VSSC, known for its space research, has leveraged advanced materials like C-C composites (see sidebar) to create a nozzle divergent that offers optimal properties. By using processes such as the carbonization of green composites, chemical vapor infiltration and high-temperature treatment, the resulting nozzle features low density, high specific strength and high stiffness, capable of retaining mechanical properties even at elevated temperatures.
A key feature of the C-C nozzle is its silicon carbide anti-oxidation coating, which extends its operational limits in oxidizing environments. This not only reduces thermally induced stresses but also enhances corrosion resistance, enabling extended operational temperature limits in hostile environments.

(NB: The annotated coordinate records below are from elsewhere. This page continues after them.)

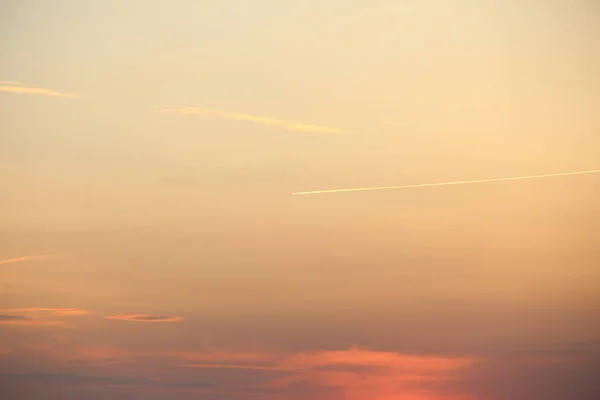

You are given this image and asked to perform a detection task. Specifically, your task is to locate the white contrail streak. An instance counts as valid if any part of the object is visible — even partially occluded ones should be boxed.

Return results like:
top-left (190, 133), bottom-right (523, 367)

top-left (292, 169), bottom-right (600, 195)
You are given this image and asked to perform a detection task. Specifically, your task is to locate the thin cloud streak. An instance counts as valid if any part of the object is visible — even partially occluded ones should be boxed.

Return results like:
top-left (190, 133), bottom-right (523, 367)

top-left (292, 169), bottom-right (600, 196)
top-left (160, 107), bottom-right (342, 133)
top-left (0, 307), bottom-right (90, 317)
top-left (0, 315), bottom-right (64, 326)
top-left (0, 254), bottom-right (51, 265)
top-left (0, 81), bottom-right (80, 99)
top-left (104, 314), bottom-right (183, 323)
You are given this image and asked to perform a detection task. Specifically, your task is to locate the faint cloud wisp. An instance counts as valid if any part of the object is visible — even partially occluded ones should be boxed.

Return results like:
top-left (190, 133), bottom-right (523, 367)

top-left (160, 107), bottom-right (342, 133)
top-left (0, 254), bottom-right (51, 265)
top-left (0, 81), bottom-right (80, 99)
top-left (104, 314), bottom-right (183, 322)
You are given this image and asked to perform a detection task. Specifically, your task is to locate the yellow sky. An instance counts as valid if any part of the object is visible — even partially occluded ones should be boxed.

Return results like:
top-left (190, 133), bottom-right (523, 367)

top-left (0, 0), bottom-right (600, 400)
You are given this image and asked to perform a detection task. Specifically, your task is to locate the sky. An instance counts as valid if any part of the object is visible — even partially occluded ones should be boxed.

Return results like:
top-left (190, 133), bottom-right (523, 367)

top-left (0, 0), bottom-right (600, 400)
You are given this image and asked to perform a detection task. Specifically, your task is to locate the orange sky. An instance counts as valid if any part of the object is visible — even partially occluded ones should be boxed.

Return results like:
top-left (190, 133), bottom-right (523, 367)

top-left (0, 0), bottom-right (600, 400)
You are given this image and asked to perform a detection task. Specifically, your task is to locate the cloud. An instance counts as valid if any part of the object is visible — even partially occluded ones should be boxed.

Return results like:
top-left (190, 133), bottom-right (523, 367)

top-left (0, 254), bottom-right (51, 265)
top-left (160, 107), bottom-right (342, 133)
top-left (0, 81), bottom-right (80, 99)
top-left (0, 307), bottom-right (89, 326)
top-left (104, 314), bottom-right (183, 322)
top-left (0, 343), bottom-right (475, 400)
top-left (0, 315), bottom-right (63, 326)
top-left (0, 307), bottom-right (90, 317)
top-left (175, 348), bottom-right (476, 400)
top-left (292, 169), bottom-right (600, 196)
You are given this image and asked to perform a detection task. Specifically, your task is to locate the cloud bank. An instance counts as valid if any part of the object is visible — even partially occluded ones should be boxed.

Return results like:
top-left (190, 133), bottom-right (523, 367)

top-left (160, 107), bottom-right (342, 133)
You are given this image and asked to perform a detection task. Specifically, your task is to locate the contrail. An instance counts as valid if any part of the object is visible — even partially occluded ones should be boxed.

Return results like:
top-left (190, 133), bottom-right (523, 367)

top-left (160, 107), bottom-right (342, 133)
top-left (0, 254), bottom-right (52, 265)
top-left (292, 169), bottom-right (600, 195)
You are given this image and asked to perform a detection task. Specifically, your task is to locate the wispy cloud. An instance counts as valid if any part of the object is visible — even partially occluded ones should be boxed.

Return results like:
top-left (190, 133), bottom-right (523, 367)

top-left (292, 169), bottom-right (600, 195)
top-left (0, 81), bottom-right (80, 99)
top-left (0, 307), bottom-right (90, 317)
top-left (104, 314), bottom-right (183, 322)
top-left (0, 254), bottom-right (51, 265)
top-left (160, 107), bottom-right (342, 133)
top-left (0, 315), bottom-right (64, 326)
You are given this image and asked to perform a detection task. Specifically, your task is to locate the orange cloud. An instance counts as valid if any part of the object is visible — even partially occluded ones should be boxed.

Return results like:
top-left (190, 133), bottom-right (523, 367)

top-left (160, 107), bottom-right (342, 133)
top-left (0, 81), bottom-right (80, 99)
top-left (0, 315), bottom-right (64, 326)
top-left (0, 307), bottom-right (90, 317)
top-left (174, 348), bottom-right (475, 400)
top-left (0, 254), bottom-right (50, 265)
top-left (104, 314), bottom-right (183, 322)
top-left (0, 345), bottom-right (475, 400)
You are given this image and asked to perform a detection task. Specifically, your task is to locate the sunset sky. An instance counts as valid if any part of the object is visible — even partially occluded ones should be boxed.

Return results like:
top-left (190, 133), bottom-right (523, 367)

top-left (0, 0), bottom-right (600, 400)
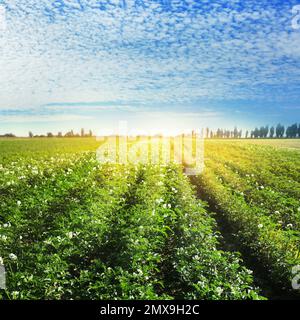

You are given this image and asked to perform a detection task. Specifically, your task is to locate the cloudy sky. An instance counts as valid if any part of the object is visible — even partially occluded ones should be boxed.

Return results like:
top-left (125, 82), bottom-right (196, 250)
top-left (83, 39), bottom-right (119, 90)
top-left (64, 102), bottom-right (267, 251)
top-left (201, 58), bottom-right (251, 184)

top-left (0, 0), bottom-right (300, 135)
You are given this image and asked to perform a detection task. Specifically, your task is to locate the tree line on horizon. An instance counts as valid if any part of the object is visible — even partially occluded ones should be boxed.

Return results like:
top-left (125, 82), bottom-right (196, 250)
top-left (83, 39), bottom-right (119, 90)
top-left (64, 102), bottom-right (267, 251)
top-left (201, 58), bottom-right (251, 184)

top-left (205, 123), bottom-right (300, 139)
top-left (28, 129), bottom-right (93, 138)
top-left (0, 123), bottom-right (300, 139)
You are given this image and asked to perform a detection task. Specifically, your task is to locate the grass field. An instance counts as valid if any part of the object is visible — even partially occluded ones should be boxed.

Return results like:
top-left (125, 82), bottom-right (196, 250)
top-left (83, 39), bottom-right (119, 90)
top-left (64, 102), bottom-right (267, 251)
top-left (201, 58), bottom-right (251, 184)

top-left (0, 138), bottom-right (300, 300)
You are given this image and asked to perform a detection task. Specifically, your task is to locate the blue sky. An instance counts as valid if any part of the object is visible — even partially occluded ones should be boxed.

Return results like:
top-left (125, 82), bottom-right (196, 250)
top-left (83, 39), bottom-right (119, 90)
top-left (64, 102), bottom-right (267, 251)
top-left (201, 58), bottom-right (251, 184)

top-left (0, 0), bottom-right (300, 135)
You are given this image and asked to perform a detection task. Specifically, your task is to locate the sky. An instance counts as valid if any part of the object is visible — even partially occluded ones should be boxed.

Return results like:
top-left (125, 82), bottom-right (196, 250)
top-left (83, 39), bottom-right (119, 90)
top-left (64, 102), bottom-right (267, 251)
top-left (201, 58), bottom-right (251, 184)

top-left (0, 0), bottom-right (300, 135)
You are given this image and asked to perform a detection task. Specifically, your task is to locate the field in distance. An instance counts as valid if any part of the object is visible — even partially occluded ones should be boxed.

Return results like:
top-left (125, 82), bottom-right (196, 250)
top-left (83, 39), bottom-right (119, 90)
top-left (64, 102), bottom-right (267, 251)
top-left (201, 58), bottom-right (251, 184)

top-left (0, 138), bottom-right (300, 300)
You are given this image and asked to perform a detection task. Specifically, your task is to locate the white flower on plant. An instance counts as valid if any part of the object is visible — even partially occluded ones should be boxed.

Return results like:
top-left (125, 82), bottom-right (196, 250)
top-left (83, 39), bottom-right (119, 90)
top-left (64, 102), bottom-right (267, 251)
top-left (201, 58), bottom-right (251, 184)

top-left (8, 253), bottom-right (18, 261)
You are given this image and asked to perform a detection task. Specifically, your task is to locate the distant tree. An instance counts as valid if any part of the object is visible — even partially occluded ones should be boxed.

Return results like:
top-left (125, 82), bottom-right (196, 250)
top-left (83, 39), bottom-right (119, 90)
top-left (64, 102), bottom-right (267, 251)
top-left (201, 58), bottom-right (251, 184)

top-left (286, 123), bottom-right (298, 138)
top-left (253, 128), bottom-right (260, 139)
top-left (233, 127), bottom-right (238, 139)
top-left (0, 133), bottom-right (16, 138)
top-left (276, 123), bottom-right (285, 138)
top-left (65, 130), bottom-right (74, 137)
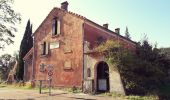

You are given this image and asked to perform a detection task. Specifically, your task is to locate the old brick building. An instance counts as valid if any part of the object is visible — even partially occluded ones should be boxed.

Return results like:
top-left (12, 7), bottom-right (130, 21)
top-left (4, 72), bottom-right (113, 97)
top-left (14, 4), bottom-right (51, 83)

top-left (24, 2), bottom-right (136, 93)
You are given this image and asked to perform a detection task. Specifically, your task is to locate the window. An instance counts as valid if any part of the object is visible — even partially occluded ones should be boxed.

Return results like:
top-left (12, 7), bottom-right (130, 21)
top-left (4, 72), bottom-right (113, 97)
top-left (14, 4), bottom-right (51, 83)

top-left (64, 61), bottom-right (71, 69)
top-left (41, 42), bottom-right (48, 55)
top-left (50, 42), bottom-right (60, 49)
top-left (52, 18), bottom-right (60, 36)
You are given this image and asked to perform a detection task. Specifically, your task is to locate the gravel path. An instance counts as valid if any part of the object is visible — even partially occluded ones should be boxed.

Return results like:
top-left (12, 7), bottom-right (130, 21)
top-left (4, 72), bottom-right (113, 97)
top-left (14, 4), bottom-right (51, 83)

top-left (0, 88), bottom-right (121, 100)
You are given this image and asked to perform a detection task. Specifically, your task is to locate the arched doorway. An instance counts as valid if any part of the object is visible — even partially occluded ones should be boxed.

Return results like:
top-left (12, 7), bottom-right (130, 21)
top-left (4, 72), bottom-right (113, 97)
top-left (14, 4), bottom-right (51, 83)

top-left (96, 61), bottom-right (110, 92)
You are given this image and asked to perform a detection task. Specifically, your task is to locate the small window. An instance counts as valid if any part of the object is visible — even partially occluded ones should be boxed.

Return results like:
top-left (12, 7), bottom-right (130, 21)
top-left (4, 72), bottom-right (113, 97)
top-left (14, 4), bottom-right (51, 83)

top-left (50, 42), bottom-right (60, 49)
top-left (87, 68), bottom-right (91, 77)
top-left (41, 42), bottom-right (48, 55)
top-left (64, 61), bottom-right (71, 69)
top-left (52, 18), bottom-right (60, 36)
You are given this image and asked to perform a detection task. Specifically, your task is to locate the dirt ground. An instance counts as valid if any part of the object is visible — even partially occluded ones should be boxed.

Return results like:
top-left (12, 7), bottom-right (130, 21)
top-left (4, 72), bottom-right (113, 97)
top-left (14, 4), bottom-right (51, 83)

top-left (0, 88), bottom-right (122, 100)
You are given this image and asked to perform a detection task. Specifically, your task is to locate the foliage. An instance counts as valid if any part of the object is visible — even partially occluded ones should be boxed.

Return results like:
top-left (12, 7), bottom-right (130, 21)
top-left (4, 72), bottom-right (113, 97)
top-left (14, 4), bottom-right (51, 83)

top-left (0, 54), bottom-right (15, 81)
top-left (17, 20), bottom-right (33, 80)
top-left (0, 0), bottom-right (21, 48)
top-left (160, 48), bottom-right (170, 59)
top-left (125, 27), bottom-right (131, 39)
top-left (96, 40), bottom-right (170, 94)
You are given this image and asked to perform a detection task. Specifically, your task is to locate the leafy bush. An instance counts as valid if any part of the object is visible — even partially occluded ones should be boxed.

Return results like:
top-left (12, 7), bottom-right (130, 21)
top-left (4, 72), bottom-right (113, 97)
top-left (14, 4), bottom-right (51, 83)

top-left (96, 40), bottom-right (170, 95)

The nozzle’s development is significant, particularly for the ISRO’s workhorse launcher, the Polar Satellite Launch Vehicle (PSLV). The PS4, the fourth stage of the PSLV, currently employs twin engines with nozzles made from Columbium alloy. However, by replacing these metallic divergent nozzles with C-C counterparts, a mass reduction of approximately 67% can be achieved. This substitution is projected to increase the payload capability of the PSLV by 15 kilograms.
PS4 engine nozzle divergent development hot test was successfully conducted for a duration of 200 seconds at LUS-TF IPRC in February 2024.
The C-C nozzle divergent have been tested, a collaborative effort involving Liquid Propulsion Systems Centre (LPSC) which designed and configured the test, and IPRC which conducted the test’s instrumentation and execution. In March 2024, a 60-second hot test was conducted at the High-Altitude Test (HAT) facility in ISRO Propulsion Complex (IPRC) in Mahendragiri, confirming the system's performance and hardware integrity. Subsequent tests, including a 200-second hot test in April, further validated the nozzle's capabilities, with temperatures reaching 1216 Kelvin, matching predictions.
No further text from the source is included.